Expand and Contract

September 8, 2024

Most breaking changes aren’t hard because the destination is unclear. They’re hard because the old shape is still live while you’re trying to introduce the new one.

Expand and contract, sometimes called parallel change, is the pattern I reach for when I need to change an interface or schema without taking the system down. Don’t replace the old thing in one shot. Add the new thing beside it, migrate traffic in stages, then remove the old one.

Expand

The expand phase adds the new shape in parallel with the old one. If this is an API, that might mean a new field or a compatibility endpoint. If it’s a database, it usually means adding new nullable columns or a new table instead of mutating the old structure in place.

A small schema change makes it concrete. Say users.name needs to become users.first_name and users.last_name.

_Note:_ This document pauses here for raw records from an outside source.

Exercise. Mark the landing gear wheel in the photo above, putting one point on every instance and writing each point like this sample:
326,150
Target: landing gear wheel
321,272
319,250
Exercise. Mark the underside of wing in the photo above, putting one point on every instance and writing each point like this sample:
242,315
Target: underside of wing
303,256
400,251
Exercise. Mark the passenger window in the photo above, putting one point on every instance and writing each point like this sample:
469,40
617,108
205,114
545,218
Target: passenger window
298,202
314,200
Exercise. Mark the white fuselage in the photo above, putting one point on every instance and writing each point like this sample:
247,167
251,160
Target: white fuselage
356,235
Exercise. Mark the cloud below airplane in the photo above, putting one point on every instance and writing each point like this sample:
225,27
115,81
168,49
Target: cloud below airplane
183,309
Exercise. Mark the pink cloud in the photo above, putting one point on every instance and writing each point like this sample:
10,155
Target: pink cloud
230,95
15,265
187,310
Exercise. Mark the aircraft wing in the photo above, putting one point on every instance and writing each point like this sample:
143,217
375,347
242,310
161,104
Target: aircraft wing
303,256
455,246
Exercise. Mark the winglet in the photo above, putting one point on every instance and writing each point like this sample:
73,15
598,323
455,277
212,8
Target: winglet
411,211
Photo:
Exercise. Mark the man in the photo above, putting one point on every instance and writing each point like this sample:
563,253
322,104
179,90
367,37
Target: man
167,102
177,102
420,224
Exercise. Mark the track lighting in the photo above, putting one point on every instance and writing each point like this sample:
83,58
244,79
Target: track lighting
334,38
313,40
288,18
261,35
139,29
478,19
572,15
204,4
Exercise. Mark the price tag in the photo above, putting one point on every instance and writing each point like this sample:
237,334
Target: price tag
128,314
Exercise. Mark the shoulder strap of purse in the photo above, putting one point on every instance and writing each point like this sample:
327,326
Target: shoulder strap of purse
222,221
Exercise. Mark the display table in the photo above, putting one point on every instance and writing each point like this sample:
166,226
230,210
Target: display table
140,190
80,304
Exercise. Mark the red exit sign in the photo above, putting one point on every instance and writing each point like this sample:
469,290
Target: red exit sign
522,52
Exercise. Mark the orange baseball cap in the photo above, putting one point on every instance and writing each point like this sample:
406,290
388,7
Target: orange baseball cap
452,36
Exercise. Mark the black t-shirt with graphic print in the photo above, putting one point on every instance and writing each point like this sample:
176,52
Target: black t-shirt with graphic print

The schema grows first. The application still reads from the old column, but writes go to both places.

  flowchart LR
    App["<strong>Application</strong>"] -->|read| Old[("<strong>Old</strong><br/><span class='mermaid-detail'>users.name</span>")]
    App -->|write| Old
    App -->|write| New[("<strong>New</strong><br/><span class='mermaid-detail'>users.first_name<br/>users.last_name</span>")]

That keeps external behavior stable while the new path starts receiving live data.

Migrate

Migration is where most of the real work lives. You backfill existing data and move callers over gradually while production stays stable. Feature flags are useful here because they let you separate write cutover from read cutover. Dual writes can start early. Reads can lag until you’re confident.

For the same schema change, migration usually means running a backfill for old rows while production keeps dual-writing. Reads can stay on users.name until you’ve verified that the split columns are correct.

  flowchart LR
    Backfill["<strong>Backfill job</strong>"] -->|copy and split| New[("<strong>New</strong><br/><span class='mermaid-detail'>users.first_name<br/>users.last_name</span>")]
    App["<strong>Application</strong>"] -->|read| Old[("<strong>Old</strong><br/><span class='mermaid-detail'>users.name</span>")]
    App -->|dual write| Old
    App -->|dual write| New

The exact order can vary. Sometimes you dual-write first and then backfill. Sometimes you backfill first and only then update clients. What matters is that each intermediate state is deployable and backward compatible.

This is also the part teams underestimate. During migration you often need software that clearly doesn’t belong in the final design: adapters, compatibility endpoints, event transformers. The kind of glue code that exists only to bridge two shapes. Transitional Architecture gives this work the right name. It’s scaffolding. You build it to make the change safe, then you remove it when the change is done. If you’ve seen a Strangler Fig migration, it’s the same idea.

It’s also worth being honest about rollback. Early in the migration, backing out is usually straightforward. Once the new path starts storing information the old path can’t represent, rollback gets more expensive and may mean losing newer data. That’s normal, but it should be a conscious step.

Contract

The contract phase is where you collect the win. Once every caller reads and writes through the new path, you can stop carrying the old one. Drop the legacy columns, remove the compatibility code, and let the temporary abstraction collapse.

  flowchart LR
    App["<strong>Application</strong>"] -->|read and write| New[("<strong>New</strong><br/><span class='mermaid-detail'>users.first_name<br/>users.last_name</span>")]
    Cleanup["<strong>Cleanup</strong>"] -->|drop| Old[("<strong>Old</strong><br/><span class='mermaid-detail'>users.name</span>")]

This sounds obvious, but it’s the phase that gets skipped most often. Teams finish the cutover, leave the old path in place for “just a bit longer”, and silently lock in permanent complexity. Dual writes are a tool, not the destination. Expand and contract only works if you actually contract.

Mental model

That temporary work can feel wasteful because you know some of it will be deleted. In practice it’s usually a bargain. You get smaller releases and easier rollback. Parts of the new system can ship before the full migration is complete, which means earlier value and better observability during the cutover.

The mechanics of dual writes and backfills matter less than the discipline behind them: make a large change safe by turning it into a series of small reversible ones. Each phase should be releasable on its own, and every temporary component should have an owner and a removal plan. With that in place, the scaffolding is a deliberate tool for evolving a live system, not a mess you apologize for later.